## Floating point errors – Sine X Taylor series

Stop rolling your eyes. I actually have a point to make, and the Taylor series (from math) is the best candidate to illustrate it. Think of it as expanding your education.

In simple terms, the Taylor series is a polynomial approximating another function. For example, the Taylor series for the trigonometry function sin(x) is

x – x^3/3! + x^5/5! – x^7/7! …

(x^3 means x to the power of 3, or x*x*x. 5! means 5 factorial, or 1*2*3*4*5)

As you can see, the series is infinite. You’ll also note that if you leave only the first term, sin(x) = x. Remember my warning about the pitfall.

So, that’s about all the math knowledge you need. That was easy, right? Our problem is in calculating that series. Suppose you don’t have a math library in your code base, then you’ll need to resort to the Taylor series to help approximate the sine function.

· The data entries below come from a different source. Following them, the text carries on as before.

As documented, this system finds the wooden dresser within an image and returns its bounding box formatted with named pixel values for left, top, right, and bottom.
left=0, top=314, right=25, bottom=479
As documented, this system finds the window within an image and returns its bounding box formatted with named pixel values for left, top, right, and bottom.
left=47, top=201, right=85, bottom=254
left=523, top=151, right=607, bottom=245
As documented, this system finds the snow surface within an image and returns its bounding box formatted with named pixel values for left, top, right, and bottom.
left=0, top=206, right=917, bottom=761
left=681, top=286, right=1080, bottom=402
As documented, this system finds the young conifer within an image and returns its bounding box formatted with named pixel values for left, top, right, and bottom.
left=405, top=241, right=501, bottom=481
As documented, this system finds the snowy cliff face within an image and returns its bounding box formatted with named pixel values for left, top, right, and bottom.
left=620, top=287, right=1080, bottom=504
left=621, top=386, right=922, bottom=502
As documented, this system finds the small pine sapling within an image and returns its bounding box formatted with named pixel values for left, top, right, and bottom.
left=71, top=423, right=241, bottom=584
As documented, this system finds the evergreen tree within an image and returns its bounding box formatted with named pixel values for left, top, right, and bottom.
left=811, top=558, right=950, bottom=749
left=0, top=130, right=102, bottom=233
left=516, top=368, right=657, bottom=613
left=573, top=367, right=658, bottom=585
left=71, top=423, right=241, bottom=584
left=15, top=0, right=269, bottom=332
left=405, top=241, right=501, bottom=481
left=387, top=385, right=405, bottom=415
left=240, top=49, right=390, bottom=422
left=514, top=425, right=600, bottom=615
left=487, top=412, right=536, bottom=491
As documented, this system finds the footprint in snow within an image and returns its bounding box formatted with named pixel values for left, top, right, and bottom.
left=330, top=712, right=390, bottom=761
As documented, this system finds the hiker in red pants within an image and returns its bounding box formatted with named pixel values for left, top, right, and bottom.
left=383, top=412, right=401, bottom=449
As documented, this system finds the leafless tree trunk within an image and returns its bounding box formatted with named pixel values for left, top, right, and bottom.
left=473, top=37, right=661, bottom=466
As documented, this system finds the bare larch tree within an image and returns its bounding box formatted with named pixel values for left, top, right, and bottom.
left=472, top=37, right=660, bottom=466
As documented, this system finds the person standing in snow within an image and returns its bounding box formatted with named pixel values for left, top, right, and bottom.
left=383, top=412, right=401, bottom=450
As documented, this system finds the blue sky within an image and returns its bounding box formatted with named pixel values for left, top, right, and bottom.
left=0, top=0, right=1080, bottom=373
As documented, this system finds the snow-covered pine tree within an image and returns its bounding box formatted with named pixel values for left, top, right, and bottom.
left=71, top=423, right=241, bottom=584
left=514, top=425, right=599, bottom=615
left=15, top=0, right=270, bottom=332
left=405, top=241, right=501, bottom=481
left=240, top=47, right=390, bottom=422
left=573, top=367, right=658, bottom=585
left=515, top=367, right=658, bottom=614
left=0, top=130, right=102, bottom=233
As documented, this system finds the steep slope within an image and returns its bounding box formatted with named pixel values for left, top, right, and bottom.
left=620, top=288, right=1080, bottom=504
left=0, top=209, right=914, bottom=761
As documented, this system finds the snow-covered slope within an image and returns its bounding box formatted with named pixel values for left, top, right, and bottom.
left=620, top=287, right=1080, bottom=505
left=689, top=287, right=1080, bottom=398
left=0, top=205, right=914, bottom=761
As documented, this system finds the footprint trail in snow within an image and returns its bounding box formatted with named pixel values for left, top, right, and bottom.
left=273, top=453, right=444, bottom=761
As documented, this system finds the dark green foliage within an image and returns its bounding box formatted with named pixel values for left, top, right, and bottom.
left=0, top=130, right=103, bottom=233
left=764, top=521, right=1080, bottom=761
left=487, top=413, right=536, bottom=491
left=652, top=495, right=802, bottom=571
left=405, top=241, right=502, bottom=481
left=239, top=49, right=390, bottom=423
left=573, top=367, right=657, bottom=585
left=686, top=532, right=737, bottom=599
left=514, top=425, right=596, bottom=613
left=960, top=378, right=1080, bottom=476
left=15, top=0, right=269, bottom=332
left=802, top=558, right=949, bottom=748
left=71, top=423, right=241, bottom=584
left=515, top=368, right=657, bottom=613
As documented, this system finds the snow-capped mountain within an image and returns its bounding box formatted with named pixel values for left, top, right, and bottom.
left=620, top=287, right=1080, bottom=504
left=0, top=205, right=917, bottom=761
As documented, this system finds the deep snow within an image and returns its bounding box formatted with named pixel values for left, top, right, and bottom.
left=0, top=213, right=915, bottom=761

In an ideal world, the math logic you implement in code will evaluate exactly in value. Because of the finiteness of representing numbers in computers, you will get an approximate answer. And it’s more “approximaty” if you come up with the wrong algorithm for implementation too.

Note that factorial values can grow very big. 12! is 479001600, which is the limit for a 32-bit integer (13! is 6227020800, exceeding 2147483648 = 2^31). Suppose we want to stick to 32-bit integer variables, then this means the Taylor series for sin(x) can only go up to

x – x^3/3! + x^5/5! – x^7/7! + x^9/9! – x^11/11!

6 terms only. It doesn’t feel very accurate… What if we could “remove” the factorial? Note that

x^5/5! = x/1 * x/2 * x/3 * x/4 * x/5

Then we could have more terms when we reduce the factorials into floating point values.

And I’m going to let you in on another secret. **The direction in which you add the terms together yields different results!** So your calculation for

x – x^3/3! + x^5/5! – x^7/7! + x^9/9! – x^11/11!

gives a slightly different answer for

– x^11/11! + x^9/9! – x^7/7! + x^5/5! – x^3/3! + x

This happens because of the limitation of the variable type you use to store intermediate results. Generally speaking, you should start with the smallest intermediate values and work your way up. So this:

– x^11/11! + x^9/9! – x^7/7! + x^5/5! – x^3/3! + x

is preferred. The factorial in the denominator increases faster than the exponential in the numerator, so higher order terms are smaller in value.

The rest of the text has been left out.